One difference between a write-through cache and a write-back cache can be in the time it takes to write. During the first cycle, we detect whether a hit will occur, and during the second (assuming a hit) we actually write the data. Let's assume that 50% of the blocks are dirty for a write-back cache. For this question, assume that the write buffer for the write through will never stall the CPU (no penalty). Assume a cache read hit takes 1 clock cycle, the cache miss penalty is 50 clock cycles, and a block write from the cache to main memory takes 50 clock cycles. Finally, assume the instruction cache miss rate is 0.5% and the data cache miss rate is 1%. Assuming that on average 26% and 9% of instructions in the workload are loads and stores, respectively, estimate the performance of a write-through cache with a two-cycle write versus a write-back cache with a two-cycle write.

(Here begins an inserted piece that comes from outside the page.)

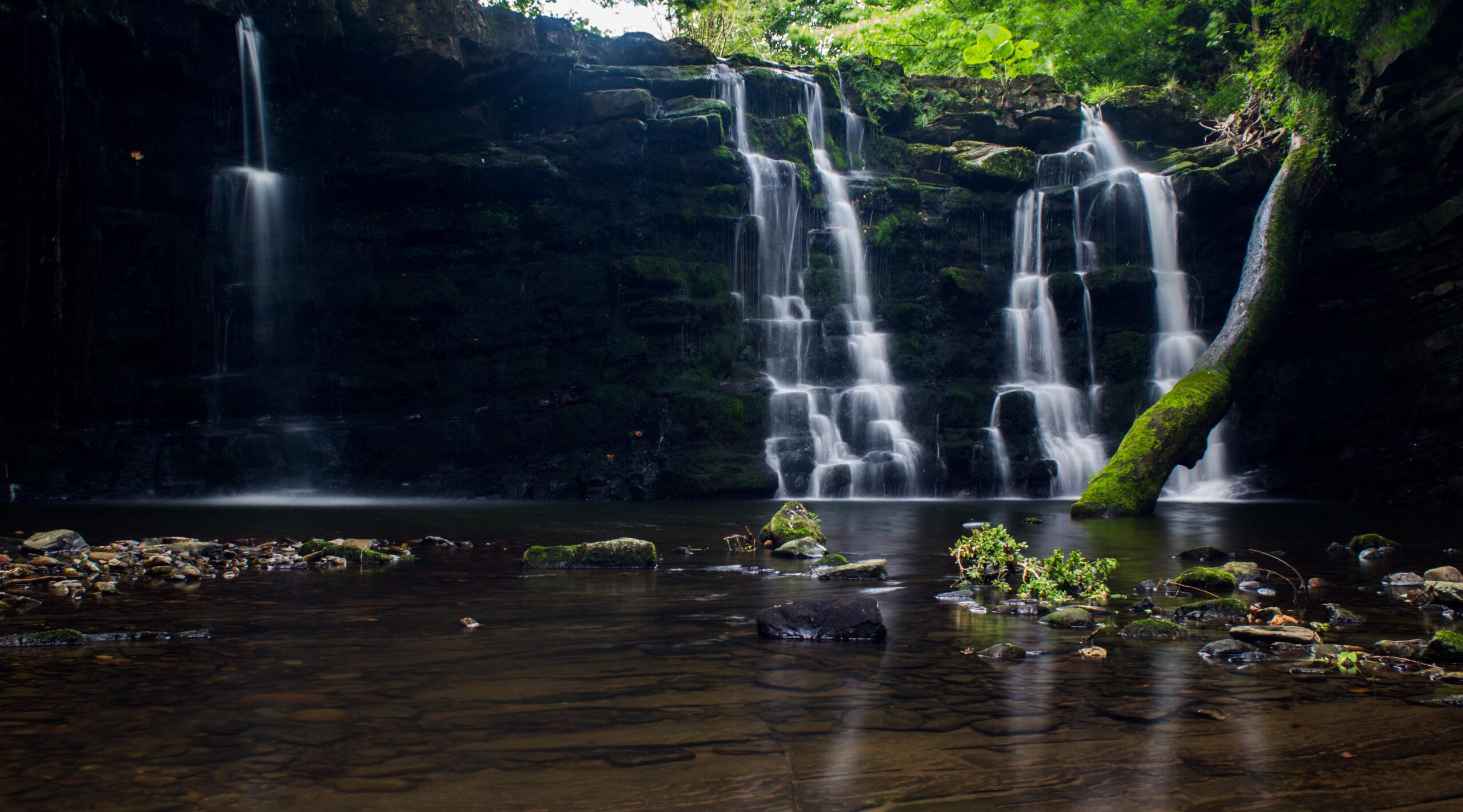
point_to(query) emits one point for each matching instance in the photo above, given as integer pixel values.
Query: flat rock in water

CPU performance = Instruction count \* Number of clock cycles per instruction \* Clock cycle time

Data cache has a miss rate of 1% and instruction cache has a miss rate of 0.5%

26% of instructions are loads and 9% are stores

i)For write through cache:

Miss penalty is 50 cycles

Thus CPI execution = 0.26 + (0.09\*2) + (0.65\*1)

Stall cycles per instruction = (Miss rate for instruction cache \* 50) + Miss rate for data cache \* (0.26 \* 50 + 0.09 \* 50) = 0.425

CPI = 1.09 + 0.425

CPI = 1.515

ii) For write back cache

Stall cycles per instruction = (Miss rate for instruction cache \* 50) + Miss rate for data cache \* (0.26 \* 50 + 0.5\*100)) = 0.5125

CPI = 1.09 + 0.5125

CPI = 1.6025

Thus, write through cache is slower according to the CPI.